Well, as a strong believer in "Never Giving Up", I still kept asking directions of imbeciles of all ethnicities and kept roaming around Alaba International Market like one on the verge of a breakthrough into the street madness industry until I got into the coven of these dangerous-looking Lagos Area boys.

There were about four of them, ruggedly dressed and with sticks, each holding sticks of cigarettes in their left hand. Very demonic-looking guys! One of them, who I suspect should be the Chief Priest of the Geng, was this very huge guy in a black hoodie that resembles Nollywood actor Kelvin Ikeduba; the other was a complete replica of Portable Omoloalami, just a bit taller; the other was a very funny-looking skinny dude, who I suspect tolled the path of being an Area boy after years of frustration and unemployment, after graduating from school with a 2:1; that dude was just too fresh to be a criminal.

The last guy is the only one I so much believe was predestined to be a thug; his poise, stature, face, outfit, and general facial composition were giving Thief, Ballot Box Snatcher, Arm Robber, Thug, Kidnapper, Murderer, and everything evil on earth. Guyyy! I have probably never seen such an explicit description of "devil-in-human" form until that day!

On sighting these guys, I swear at first, I wanted to do an "about-turn" movement and probably return back home since finding the shop was becoming more difficult than finding a cure to Buhari's ear problem, but then that "Tempt the Lord, thy God" section of my heart with a track record of always putting me in trouble in the past gingered me.

For goodness' sake, are we not all brothers? Are they not men like me? The same Prick they have, I have, probably in a longer and bigger size. The same muscles they have, I also have. The same manliness and ruggedity they possess, I have hidden deep inside of me, too. Ah! The difference is that they took intoxicating drinks and drugs, cigarettes, and hard substances, while I'm struggling to break free from a 5-year-old addiction to Wrapped Igbo and Colos. So in essence, they are just my senior colleagues. So why fidget?


Just then, I recalled this tip I had read from a random Facebook user on how to handle situations with Agberos or thugs, especially at night: don't act scared, walk confidently, most preferably bounce while walking, and then finally slam in your earpiece and jam to some Tupac or Eminem sounds.

So immediately I reached out for my 1500 Naira Oraimo earpiece, inserted it into my phone, and began playing Eminem's "I'm Not Afraid (the perfect song for the moment). I then tighten and fasten my face to look as scary as that of Nollywood actor Stephen Alagemba (Uwaezeuoke), and then finally swole up my shoulders like those of Kizz Daniel's Bouncer and brethren. I began bouncing with all alacrity, bouncing assiduously, and bouncing like one engaged

with an unfamiliar spirit of in-depth stupidity.

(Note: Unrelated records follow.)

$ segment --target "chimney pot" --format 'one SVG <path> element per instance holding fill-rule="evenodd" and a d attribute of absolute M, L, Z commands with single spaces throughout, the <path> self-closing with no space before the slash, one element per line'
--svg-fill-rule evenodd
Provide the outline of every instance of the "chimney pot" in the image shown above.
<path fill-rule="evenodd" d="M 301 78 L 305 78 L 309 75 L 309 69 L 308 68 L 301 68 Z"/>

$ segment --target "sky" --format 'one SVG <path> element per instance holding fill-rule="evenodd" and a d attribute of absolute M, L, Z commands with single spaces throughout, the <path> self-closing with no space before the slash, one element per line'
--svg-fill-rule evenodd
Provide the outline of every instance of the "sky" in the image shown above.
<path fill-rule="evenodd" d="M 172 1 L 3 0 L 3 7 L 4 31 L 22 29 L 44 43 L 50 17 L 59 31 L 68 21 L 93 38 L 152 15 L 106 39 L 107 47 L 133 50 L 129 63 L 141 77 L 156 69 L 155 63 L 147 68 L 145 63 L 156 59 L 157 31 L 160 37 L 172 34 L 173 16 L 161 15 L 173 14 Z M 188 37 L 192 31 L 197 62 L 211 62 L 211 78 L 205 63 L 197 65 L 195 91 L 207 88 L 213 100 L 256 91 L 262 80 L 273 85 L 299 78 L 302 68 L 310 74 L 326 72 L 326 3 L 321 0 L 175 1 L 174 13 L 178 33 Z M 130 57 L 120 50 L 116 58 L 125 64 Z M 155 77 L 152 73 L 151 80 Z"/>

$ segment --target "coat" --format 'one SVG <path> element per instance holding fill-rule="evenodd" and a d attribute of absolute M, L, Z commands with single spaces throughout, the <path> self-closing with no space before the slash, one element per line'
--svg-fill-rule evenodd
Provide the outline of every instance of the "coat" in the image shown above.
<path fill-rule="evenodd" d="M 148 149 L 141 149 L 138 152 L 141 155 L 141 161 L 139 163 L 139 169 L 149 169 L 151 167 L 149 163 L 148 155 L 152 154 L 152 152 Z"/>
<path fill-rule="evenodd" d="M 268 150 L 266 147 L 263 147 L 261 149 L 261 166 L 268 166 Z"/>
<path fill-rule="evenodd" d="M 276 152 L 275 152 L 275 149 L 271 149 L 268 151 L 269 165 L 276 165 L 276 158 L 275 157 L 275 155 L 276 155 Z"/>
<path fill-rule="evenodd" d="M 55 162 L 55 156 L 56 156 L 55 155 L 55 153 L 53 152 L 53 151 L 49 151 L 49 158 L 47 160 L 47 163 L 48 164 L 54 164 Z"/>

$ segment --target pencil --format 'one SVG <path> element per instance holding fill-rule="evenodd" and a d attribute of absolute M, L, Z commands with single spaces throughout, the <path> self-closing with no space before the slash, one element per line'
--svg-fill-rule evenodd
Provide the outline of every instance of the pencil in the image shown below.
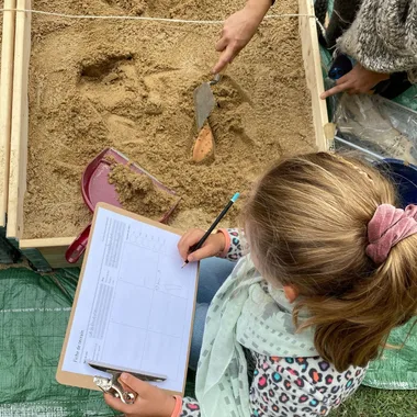
<path fill-rule="evenodd" d="M 214 228 L 218 225 L 218 223 L 222 221 L 222 218 L 226 215 L 226 213 L 228 212 L 228 210 L 232 207 L 232 205 L 234 203 L 236 203 L 236 200 L 239 198 L 239 193 L 237 192 L 229 201 L 228 203 L 226 204 L 226 206 L 223 208 L 222 213 L 217 216 L 217 218 L 213 222 L 213 224 L 210 226 L 208 230 L 204 234 L 204 236 L 200 239 L 200 241 L 192 246 L 190 248 L 190 252 L 189 253 L 192 253 L 192 252 L 195 252 L 195 250 L 199 250 L 205 243 L 205 240 L 207 240 L 207 237 L 212 234 L 212 232 L 214 230 Z M 184 268 L 185 264 L 189 263 L 188 259 L 185 260 L 185 262 L 182 264 L 181 268 Z"/>

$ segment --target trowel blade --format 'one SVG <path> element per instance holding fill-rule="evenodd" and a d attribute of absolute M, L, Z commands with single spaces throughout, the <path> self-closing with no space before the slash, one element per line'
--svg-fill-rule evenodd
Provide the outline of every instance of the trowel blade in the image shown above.
<path fill-rule="evenodd" d="M 201 131 L 205 121 L 213 111 L 216 101 L 210 82 L 204 82 L 194 90 L 194 109 L 198 132 Z"/>

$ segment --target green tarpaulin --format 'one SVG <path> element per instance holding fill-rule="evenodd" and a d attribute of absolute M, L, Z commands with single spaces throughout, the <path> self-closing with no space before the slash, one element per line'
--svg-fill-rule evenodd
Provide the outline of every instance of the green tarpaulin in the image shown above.
<path fill-rule="evenodd" d="M 104 417 L 100 392 L 59 385 L 55 373 L 78 271 L 0 271 L 0 416 Z M 55 280 L 59 280 L 63 293 Z"/>

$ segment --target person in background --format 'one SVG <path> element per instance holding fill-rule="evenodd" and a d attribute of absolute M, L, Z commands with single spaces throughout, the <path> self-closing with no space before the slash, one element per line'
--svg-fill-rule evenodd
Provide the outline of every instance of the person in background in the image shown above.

Those guys would have been wondering how many drums of Cambodian weed I must have sniffed recently.

Brethren, just when I was almost about to succeed with this trick—almost about to cross past these thugs—one of them echoed "Heysssss, where you dey go"? "Who do you dey find? Why do you dey waka like werey? Shey Ogun dey kill you, ni?

Bruhhh, the walking steps I had thought would scare them and make them allow me to pass were what actually triggered these guys, and they rounded me in five seconds, almost about to unleash Mayhem on me.

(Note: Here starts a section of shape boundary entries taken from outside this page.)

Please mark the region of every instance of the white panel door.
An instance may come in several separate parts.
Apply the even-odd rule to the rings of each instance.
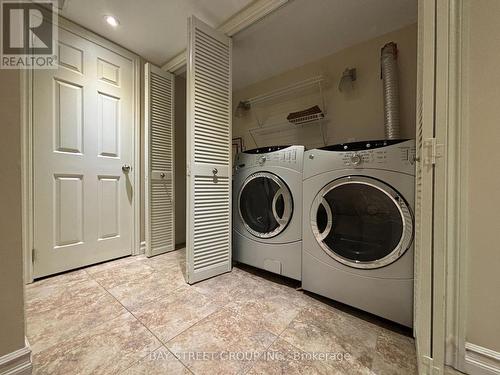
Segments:
[[[133,62],[59,31],[33,78],[34,277],[132,252]]]
[[[190,284],[231,270],[231,39],[188,22],[186,255]]]
[[[174,79],[145,66],[146,254],[175,249]]]

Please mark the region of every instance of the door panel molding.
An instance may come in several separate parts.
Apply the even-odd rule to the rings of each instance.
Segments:
[[[140,57],[135,53],[63,18],[59,17],[59,28],[82,37],[100,47],[103,47],[132,64],[132,168],[134,173],[133,186],[133,223],[132,254],[141,253],[140,241]],[[71,69],[70,69],[71,70]],[[75,70],[75,67],[73,67]],[[34,72],[26,69],[20,72],[21,89],[21,170],[22,170],[22,222],[23,222],[23,255],[25,283],[33,282],[34,256],[34,169],[33,169],[33,79]]]

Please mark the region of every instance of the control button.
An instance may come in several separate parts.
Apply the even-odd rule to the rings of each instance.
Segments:
[[[351,163],[353,165],[359,165],[359,164],[361,164],[361,161],[362,161],[362,159],[361,159],[361,156],[359,154],[354,153],[351,155]]]

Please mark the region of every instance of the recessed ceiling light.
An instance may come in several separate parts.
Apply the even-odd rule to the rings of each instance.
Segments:
[[[114,16],[104,16],[104,20],[106,23],[110,26],[117,27],[120,24],[120,21],[118,21],[118,18]]]

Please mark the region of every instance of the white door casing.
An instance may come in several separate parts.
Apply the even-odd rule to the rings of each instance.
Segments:
[[[419,373],[433,373],[432,273],[435,103],[435,28],[433,0],[418,2],[417,134],[415,186],[415,324]]]
[[[133,249],[134,62],[60,29],[59,64],[33,74],[34,277]]]
[[[145,66],[146,254],[175,250],[174,79]]]
[[[231,270],[231,38],[188,20],[186,255],[190,284]]]

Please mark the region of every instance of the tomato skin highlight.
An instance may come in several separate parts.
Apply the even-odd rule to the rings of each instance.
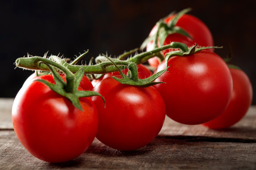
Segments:
[[[106,100],[91,97],[99,114],[96,137],[113,148],[133,150],[149,143],[160,131],[165,119],[164,101],[153,87],[123,85],[112,77],[99,83],[93,90]]]
[[[65,79],[65,75],[60,74],[60,76],[64,80],[64,81],[66,82],[66,79]],[[33,81],[35,78],[37,78],[37,77],[39,77],[39,76],[37,76],[37,75],[35,73],[32,74],[27,79],[27,80],[26,80],[24,83],[23,84],[23,86],[26,85],[27,83],[30,83],[31,81]],[[54,83],[54,81],[53,81],[52,83]],[[79,86],[82,88],[82,89],[81,89],[81,90],[90,91],[93,88],[91,82],[91,81],[90,81],[89,78],[87,78],[86,76],[85,76],[85,75],[83,76],[80,82],[80,84],[79,85]]]
[[[170,16],[165,21],[167,23],[175,15]],[[213,39],[210,30],[207,26],[197,17],[191,15],[184,14],[178,20],[176,26],[183,28],[192,39],[179,34],[173,34],[168,35],[165,41],[164,45],[167,45],[172,42],[176,42],[184,43],[188,47],[194,45],[195,43],[196,43],[199,46],[213,46],[214,45]],[[155,26],[149,34],[149,36],[155,34],[157,29],[157,26]],[[159,46],[159,44],[158,45]],[[153,41],[149,42],[147,44],[146,51],[151,51],[154,47]],[[172,49],[164,50],[162,51],[163,54],[165,56],[167,52],[173,50],[174,50]],[[211,52],[213,51],[213,49],[208,50]],[[150,66],[154,67],[156,67],[160,64],[156,57],[149,59],[148,61]]]
[[[33,80],[39,78],[54,82],[52,75]],[[12,107],[13,127],[19,141],[32,155],[46,162],[63,162],[79,156],[97,132],[98,114],[92,101],[80,98],[82,111],[44,84],[30,82],[20,90]]]
[[[217,54],[201,51],[189,56],[171,57],[168,72],[154,85],[165,103],[166,114],[184,124],[196,125],[217,118],[231,98],[232,81],[226,64]],[[165,63],[156,71],[165,68]]]
[[[203,124],[209,128],[225,128],[234,125],[244,117],[252,103],[253,90],[249,78],[241,70],[230,70],[233,79],[230,101],[220,116]]]

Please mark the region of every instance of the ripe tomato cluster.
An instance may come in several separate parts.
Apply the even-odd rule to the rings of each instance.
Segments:
[[[62,162],[85,152],[95,136],[118,150],[143,147],[158,135],[166,115],[181,123],[211,128],[228,128],[241,119],[252,101],[249,78],[241,70],[229,68],[212,49],[196,49],[195,43],[213,45],[209,29],[195,17],[178,16],[169,16],[154,26],[149,37],[155,41],[147,42],[146,51],[161,42],[180,42],[186,48],[162,51],[158,55],[166,57],[162,62],[156,57],[150,58],[148,63],[156,68],[153,75],[141,64],[135,72],[131,64],[121,71],[111,61],[119,71],[105,72],[91,82],[83,72],[73,77],[66,70],[67,63],[63,68],[51,61],[65,74],[48,66],[52,74],[28,77],[12,111],[14,129],[27,151],[44,161]],[[175,24],[170,23],[174,20]],[[135,83],[117,81],[125,78]]]

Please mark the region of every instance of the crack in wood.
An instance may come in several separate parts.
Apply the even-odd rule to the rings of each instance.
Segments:
[[[233,138],[228,137],[216,137],[202,136],[158,136],[156,138],[182,140],[185,142],[230,142],[252,144],[256,143],[256,139]]]

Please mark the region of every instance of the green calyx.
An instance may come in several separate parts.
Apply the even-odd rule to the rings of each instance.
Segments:
[[[50,61],[49,62],[49,61]],[[49,83],[44,79],[37,79],[36,81],[44,83],[55,92],[67,98],[72,102],[74,107],[81,110],[83,111],[79,102],[80,97],[99,95],[102,98],[105,102],[103,97],[97,92],[78,90],[84,73],[84,71],[82,68],[80,69],[74,75],[64,66],[51,60],[42,61],[40,64],[45,64],[48,67],[54,77],[55,84]],[[66,83],[62,78],[52,66],[56,67],[65,73]]]
[[[170,15],[173,15],[174,14],[174,13],[172,13],[165,18],[161,19],[157,23],[156,23],[156,25],[157,26],[157,30],[156,33],[146,38],[140,46],[140,49],[144,49],[146,47],[146,44],[152,41],[154,42],[154,48],[158,47],[157,43],[158,41],[160,46],[162,46],[164,45],[165,40],[166,37],[171,34],[177,33],[192,39],[192,38],[185,30],[176,26],[179,19],[183,15],[191,10],[191,9],[190,8],[188,8],[180,11],[167,23],[165,21],[165,19],[168,17]]]
[[[201,50],[211,48],[219,49],[222,47],[210,46],[197,47],[197,45],[195,44],[193,46],[188,47],[185,44],[179,42],[172,42],[171,44],[178,50],[172,51],[165,54],[165,65],[167,67],[168,60],[172,57],[174,56],[187,56],[197,53]]]
[[[112,78],[121,84],[142,87],[147,87],[159,83],[165,83],[164,82],[154,82],[153,81],[164,73],[167,70],[167,68],[163,70],[161,70],[147,78],[139,79],[138,77],[137,68],[135,63],[130,61],[128,63],[128,66],[129,71],[127,73],[127,75],[126,75],[122,72],[121,69],[118,68],[114,61],[113,61],[110,58],[106,55],[103,55],[105,57],[110,61],[115,67],[116,67],[118,71],[120,73],[122,78],[119,78],[114,76],[112,76]]]

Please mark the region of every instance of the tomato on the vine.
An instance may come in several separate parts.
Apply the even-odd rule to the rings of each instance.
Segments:
[[[164,124],[165,106],[159,93],[152,86],[121,84],[111,77],[93,88],[106,101],[91,97],[99,115],[96,137],[107,146],[132,150],[149,143]]]
[[[165,19],[167,23],[171,20],[175,15],[171,15]],[[176,42],[185,43],[189,47],[196,43],[199,46],[213,46],[213,39],[211,33],[206,25],[197,17],[189,14],[184,14],[178,20],[176,26],[184,29],[192,38],[189,38],[178,33],[168,35],[165,38],[164,45],[167,45],[172,42]],[[149,34],[149,36],[155,34],[157,26],[155,25]],[[158,44],[158,46],[159,45]],[[153,41],[148,42],[146,46],[146,51],[150,51],[154,47]],[[162,51],[164,55],[173,49],[165,50]],[[212,49],[208,50],[213,51]],[[159,64],[158,59],[153,57],[148,60],[149,64],[156,67]]]
[[[60,76],[65,81],[65,75],[60,74]],[[32,74],[24,82],[23,85],[26,85],[27,83],[30,83],[31,81],[35,80],[35,78],[37,78],[37,77],[38,77],[38,76],[37,76],[36,74]],[[91,82],[85,75],[82,76],[79,86],[82,88],[81,90],[91,90],[93,88]]]
[[[50,75],[32,80],[37,79],[54,83]],[[64,162],[82,153],[95,137],[98,119],[90,97],[81,97],[79,102],[83,111],[45,84],[28,80],[12,110],[13,127],[21,144],[32,155],[48,162]]]
[[[143,64],[138,64],[137,65],[137,67],[138,68],[138,76],[139,78],[143,79],[145,78],[147,78],[152,75],[152,73],[150,71],[150,70],[147,69],[147,68]],[[128,71],[128,68],[126,68],[122,70],[122,72],[125,75],[126,75]],[[95,86],[97,84],[97,83],[100,82],[102,79],[110,76],[120,76],[120,73],[119,73],[118,71],[115,71],[113,72],[106,73],[104,75],[104,76],[101,76],[99,79],[92,80],[92,81],[91,81],[91,83],[93,85],[93,86]]]
[[[217,118],[228,105],[232,93],[229,70],[218,55],[204,50],[190,56],[174,56],[168,71],[154,85],[165,103],[166,114],[189,125],[205,123]],[[165,68],[164,62],[157,71]]]
[[[252,102],[252,87],[244,72],[230,68],[233,79],[233,91],[230,102],[220,116],[203,125],[209,128],[229,128],[238,122],[245,115]]]

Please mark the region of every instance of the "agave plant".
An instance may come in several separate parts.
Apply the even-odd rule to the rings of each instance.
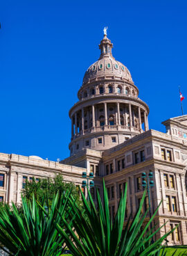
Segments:
[[[68,230],[64,230],[60,224],[57,223],[57,229],[64,237],[65,243],[75,256],[148,256],[159,253],[163,240],[174,230],[164,236],[151,242],[154,236],[162,227],[156,231],[150,230],[150,223],[155,216],[158,208],[143,226],[148,209],[145,214],[141,214],[146,191],[143,193],[139,209],[133,220],[129,218],[125,223],[127,185],[125,185],[124,195],[122,195],[114,222],[109,216],[109,202],[107,189],[103,181],[103,206],[97,191],[98,210],[88,191],[89,202],[80,190],[85,213],[87,218],[71,198],[69,203],[72,207],[71,214],[75,216],[73,225],[70,225],[64,216],[62,219]],[[148,243],[149,246],[148,246]]]
[[[51,207],[47,199],[39,205],[34,195],[29,201],[22,198],[21,211],[13,203],[10,208],[5,205],[0,211],[0,248],[10,255],[60,255],[64,239],[55,226],[63,225],[62,218],[69,218],[69,196],[57,194]]]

At these moments, I'm pretty sure all the flesh in my left reticle was flattened. Guyyy! I was literally gasping for air. I was still. My body was shivering. My phone?  The 6500 naira on me?

Just when I was almost ready to release hot urine on myself,

Out of the blues was this loud voice that echoed from a distance: "Make Una Leave Am, Nah My Guy", and they all in unison chanted "Baba O, Agbalagba" and freed me.

Brethren, till the very moment of this post, I have no idea who my deliverer was; I probably guess he mistook me for someone else because the only person I know in Alaba International Market should be my guy, Jesse, whom I came to visit.

Ooppps. Jesse was a former thief. Could it be him who is the Agbalagba of this gang? Or was it another Agbalagba who mistaken me for someone he knew?

Omooor, I  no reason for all those ones first. I fledddddd.